Art. 19 - Será considerada como renúncia tácita à qualidade de membro do Conselho a falta de comparecimento do membro nato a 03 (três) sessões consecutivas ou 06 (seis) intercaladas, sem causa justificada e manifestada ao Presidente.
CAPITÚLO V - Das Atribuições do Presidente do Conselho
Art. 20 - Compete ao Presidente do Conselho:
I - representar o Conselho, velando por suas prerrogativas;
II - presidir as reuniões do Conselho, coordenar os debates e dirigir os trabalhos cumprindo e fazendo cumprir este Regimento;
III- iniciar e encerrar as reuniões, acompanhando o cumprimento da pauta e submeter à votação a sugestão de novos temas apresentados para a próxima reunião;
IV - providenciar junto à Auditoria-Geral do Estado o apoio ao funcionamento do Conselho;
V - convocar as reuniões ordinárias e extraordinárias;
VI - dar posse ao Vice-Presidente eleito;
VII - tomar os votos e proclamar os resultados;
VIII- em caso de empate, proferir voto de qualidade;
IX - autorizar a presença de pessoas nas reuniões que, por si ou por entidades que representem, possam contribuir para os trabalhos do Conselho;
Art. 21 - A Auditoria-Geral do Estado, na qualidade de Secretaria Executiva do Conselho, designará servidor de seu quadro para atuar como Secretário Executivo ao qual compete:
I - organizar a agenda das reuniões e assegurar o apoio logístico ao Conselho;
II - redigir as pautas e atas das reuniões;
III- providenciar a redação formal das Deliberações, o colhimento das assinaturas e o encaminhamento para publicação;
IV - dar apoio ao Conselho e aos seus integrantes para o cumprimento das atividades que lhe sejam próprias;
V - instruir as matérias submetidas ao Conselho, quando definido pelo Presidente;
VI - arquivar as atas e demais documentos pertinentes ao Conselho;
VII – providenciar as convocações em tempo hábil, encaminhando aos conselheiros, na mesma data, a pauta da reunião e a ata anterior;
VIII- acompanhar o recebimento e destinação de correspondência destinada ao Conselho além de outras atividades de apoio administrativo;
IX – exercer outras atividades correlatas.

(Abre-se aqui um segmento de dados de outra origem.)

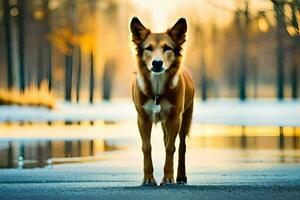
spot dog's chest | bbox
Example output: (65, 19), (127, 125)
(143, 99), (173, 122)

CAPITULO VI - Disposições Gerais e Finais
Art. 22 - Os membros do Conselho não poderão se manifestar publicamente sobre situação específica que possa vir a ser objeto de deliberação formal do Conselho.
Art. 23 - Caberá ao Conselho dirimir qualquer dúvida relacionada a este Regimento Interno, bem como promover as modificações que julgar necessárias.
Parágrafo único - Os casos omissos serão resolvidos pelo Conselho.
Belo Horizonte, 14 de março de 2005.